A poll ahead of next Monday's Tobago House of Assembly (THA) election is predicting a landslide victory for the incumbent People's National Movement (PNM).
The poll, by Nigel Henry and Tarik Parris of the firm Solution by Simulation, was carried out by telephone from January 7-9. It showed the Orville London-led PNM team winning 11 of the 12 seats being contested. And Ashworth Jack, leader of the Tobago Organisation of the People (TOP), has an uphill struggle to retain his seat, figures suggested.
The pollsters reported, however, that while the PNM was in the lead, "more than one in three Tobagonians are still waiting to be convinced." Apart from the incumbent PNM, the TOP and the Hochoy Charles-led The Platform for Truth (TPT) are also fielding full slates of candidates in the January 21 election.
The poll showed that 46 per cent of interviewees favoured the PNM, while 18 per cent favoured the TOP. But 36 per cent of electors surveyed failed to indicate a preference. The pollsters said some of the registered voters interviewed chose The Platform of Truth, "but the total support did not register above statistically significant level."
The report said, "Unless TOP can tap into the hearts of the large block of voters in the middle, the PNM is set to repeat its landslide of 2005." The PNM scored an 11-to-one victory at the polls eight years ago.
Henry said 30 per cent of those interviewed said the most important issue in the election is internal self-governance for the island, while 22 per cent said it was completed or stalled projects and 19 per cent said the biggest issue is corruption. The pollsters said 29 per cent of interviewees also listed "a myriad of other issues such as general economic development, road repair and land and law reform as also being important."
"TOP's biggest challenge is its deficit on the issue of internal self-government, the biggest decider in this election." The report continued: "One of the most surprising findings of the poll is that Mr Ashworth Jack is among the candidates with the biggest gap to close, trailing the PNM's Sheldon Cunningham by a 43 per cent margin."

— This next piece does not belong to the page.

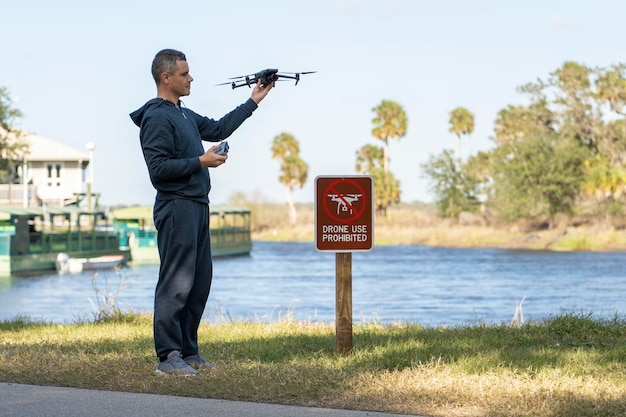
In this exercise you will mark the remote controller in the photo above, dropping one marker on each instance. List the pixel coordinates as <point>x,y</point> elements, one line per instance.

The pollsters said the number of respondents who said they made their choice on the basis of internal self-government for Tobago was higher in Jack's electoral district than in any other, with a margin of 44 per cent. "This suggests that voters find Mr Jack too closely associated with the central Government to be a suitable leader of the island's Assembly," the survey said.
The pollsters said they were not commissioned to do the survey by any campaign or political organisation. Calls were made to 478 likely voters in registered households and the interviews were done via landlines. The margin of error for the overall sample was plus or minus 4.4 per cent. The T&T Guardian was unable to reach London, Jack or Charles for comment on the poll results yesterday.
The pollsters:
Nigel Henry is the lead analyst at Solution by Simulation, which has historically provided analytics for US political candidates for the municipal, state, federal and presidential levels. He was recruited as lead numerical analyst for Florida, North Carolina and Virginia for Barack Obama in the 2008 presidential election campaign.
His expertise is in the use of agent-based modelling neural networks, artificial intelligence and social simulation, to model economic, political and social phenomena and their application to strategic planning. Henry earned a BSc from Yale University and a MA from Elliot School of International Affairs, where he gained experience applying computer-learning models in social science contexts.
Tarik Parris is an April 2013 Bachelor of Mathematics candidate at the University of Waterloo in Canada with a major in statistics and a minor in economics. He is a statistics intern at Solution by Simulation.